We describe all datasets in the manuscript or its Supplementary Information. Genome Reference Consortium Human Build 38 can be accessed at https://www.ncbi.nlm.nih.gov/assembly/GCF_000001405.40/. Sequence data used in this study has been made publicly available in dbGaP Study Accession: phs001642.v1.p1 - Center for Common Disease Genomics [CCDG] - Autoimmune: Inflammatory Bowel Disease (IBD) Exomes and Genomes (https://www.ncbi.nlm.nih.gov/projects/gap/cgi-bin/study.cgi?study_id=phs001642.v1.p1). The summary statistics of Nextera and Twist meta-analysis have been deposited on GitHub (https://github.com/iibdgc/Crohn-s-Disease-WES-meta) (10.5281/zenodo.6564928).

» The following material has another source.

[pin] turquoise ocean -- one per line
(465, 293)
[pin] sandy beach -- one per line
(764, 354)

This research has been conducted using the UK Biobank Resource and controls made publicly available by dbGaP (phs001000.v1.p1, phs000806.v1.p1 - Myocardial Infarction Genetics Consortium (MIGen), phs000401.v1.p1 - NHLBI GO-ESP Project, phs000298.v4.p3 - Autism Sequencing Consortium (ASC), phs000572.v8.p4 - Alzheimer’s Disease Sequencing Project (ADSP), phs001489.v1.p1 - Epi25 Consortium, phs001095.v1.p1 - T2D-GENES) as well as additional controls from the 1000 Genomes Project, the Epi25 Collaborative, UK-Ireland Collaborators (A. McQuillin, D. Blackwood, A. McIntosh), and collaborators A. Pulver, H. Ostrer, D. Chung, M. Hiltunen, and A. Palotie (H2000 and SUPER cohorts) (Supplementary Table 1).

Code availability

The software and code used are described throughout the Supplementary Methods and can be found at https://github.com/iibdgc/Crohn-s-Disease-WES-meta (10.5281/zenodo.6564928).

Extended Data

Extended Data Fig. 1. Overview of the study design.

Extended Data Fig. 1

We utilized a logistic mixed-model for the association analysis, followed by the fixed-effect meta-analysis to combine multiple cohorts. Multiple cohorts serve the purpose of replication. Two large cohorts at Broad Institute of different exome capture platforms were used to discover candidate variants (Nextera WES and Twist WES ). Two independent cohorts at Sanger (Sanger WGS and Sanger WES) and one Kiel/Regeneron cohort (Regeneron WES) were used to replicate the findings.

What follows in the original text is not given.